- Active: 12 July 1941 - 11 May 1945
- Country: Soviet Union
- Branch: Red Army
- Type: Infantry
- Role: Rifle Division
- Engagements: Second World War Eastern Front Siege of Leningrad; Leningrad–Novgorod Offensive; Baltic Offensive; Prague Offensive; ; ;
- Decorations: Order of the Red Banner Order of Kutuzov 2nd Class
- Battle honours: Gatchina

Commanders
- Notable commanders: Major-General Mikhail Yenshin (25 October 1941 - 1 November 1942)

= 291st Rifle Division =

The 291st Rifle Division (291-я стрелковая дивизия) was an infantry division of the Soviet Union's Red Army during World War II. Formed in the summer of 1941, the 290th fought in the siege of Leningrad until its end in January 1944, and then in the Baltic states, Poland, Germany, and Czechoslovakia before being disbanded after the end of the war in the summer of 1945.

== History ==

The 291st was formed in early July 1941 as the 11th Moscow Militia Division, which soon received a regular Red Army cadre and on 12 July became the 291st Rifle Division. Its basic order of battle included the 181st, 309th, and 1025th Rifle Regiments, as well as the 838th Artillery Regiment. Less than a month after its formation, the division was sent to Leningrad, and by 17 August was part of the city's Krasnogvardeysk fortified sector. At the beginning of September, the division was transferred to the 23rd Army, holding positions against Finnish attack north of the city. The division served with the 23rd Army until March 1943, when it transferred to the 55th Army of the Leningrad Front. In January 1944, when the Leningrad–Novgorod Offensive, which ended the siege, began, the division was part of the 67th Army. At the time, the average rifle company in the division had about 70 men, half of authorized strength.

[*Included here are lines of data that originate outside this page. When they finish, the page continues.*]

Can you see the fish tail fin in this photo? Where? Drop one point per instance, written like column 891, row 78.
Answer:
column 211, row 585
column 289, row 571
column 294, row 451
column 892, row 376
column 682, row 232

In April 1944 the 67th Army was transferred to the 3rd Baltic Front, and the division became part of the army's 116th Rifle Corps. In September the division was withdrawn to the Reserve of the Supreme High Command where it remained for over three months. Returning to the front in December, the 291st became part of the 1st Ukrainian Front's 21st Army. The division fought in Poland, Germany, and northern Czechoslovakia for the rest of the war. The division was disbanded in the summer of 1945 with the Central Group of Forces.